Longer duration of viral suppression was associated with younger age at combination ART initiation among children with perinatal HIV, according to study findings published in JAMA Pediatrics.
Deborah Persaud, MD, of Johns Hopkins University School of Medicine in Baltimore, and colleagues assessed 144 adolescents with perinatal HIV enrolled in the Pediatric HIV/AIDS Cohort Study who were receiving durable combination ART. Study participants had a median age of 14.3 years at the end of follow-up and had been receiving combination ART for a median of 10.2 years.
For the 14 adolescents who achieved virologic control before 1 year of age, median age at combination ART initiation was 2.4 months. Fifty-three adolescents achieved virologic control between ages 1 to 5 years and had a median age of 1.9 years at ART initiation, compared with 77 children who achieved virologic control after age 5 years who had a median age of 5.6 years at ART initiation.
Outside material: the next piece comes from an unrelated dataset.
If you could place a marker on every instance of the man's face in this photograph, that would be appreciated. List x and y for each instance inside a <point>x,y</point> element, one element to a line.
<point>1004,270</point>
Children who achieved virologic control after age 5 years were more likely to have received non-combination ART regimens prior to combination ART initiation. These children took longer to achieve virologic control after beginning ART.
Younger age at virologic control was associated with higher plasma viral load concentrations (P=.007) and CD4 T-cell percentage (P=.07) at combination ART initiation.
Younger age at virologic control was significantly associated with longer duration of virologic control, the researchers wrote.
Median duration of virologic control from confirmed virologic suppression to end of follow-up was 11.8 years for children who achieved virologic control before 1 year of age, 9.6 years for children who achieved virologic control between ages 1 to 5 years and 4.4 years among children who achieved virologic control after age 5 years.
Children who achieved virologic control at younger ages had slightly higher percentages of reconstituted CD4 T-cells (P=.03), though there were no between-group difference in increases in median CD4 T-cell percentages from ART initiation to end of follow-up.
“With combination ART, perinatally HIV-infected children have the potential to survive to adulthood. This study adds evidence that early effective control of virus replication in perinatal infection with combination ART, along with prolonged virologic suppression, leads to substantially restricted HIV peripheral blood proviral reservoirs and makes these children and adolescents potential candidates for interventions examining HIV remission or cure,” the researchers concluded.
Disclosure: One researcher reports financial ties with Chimerix, BMS, Gilead, Gen-Probe, Mongram, Sirenas and Prism. The other researchers report no relevant financial disclosures.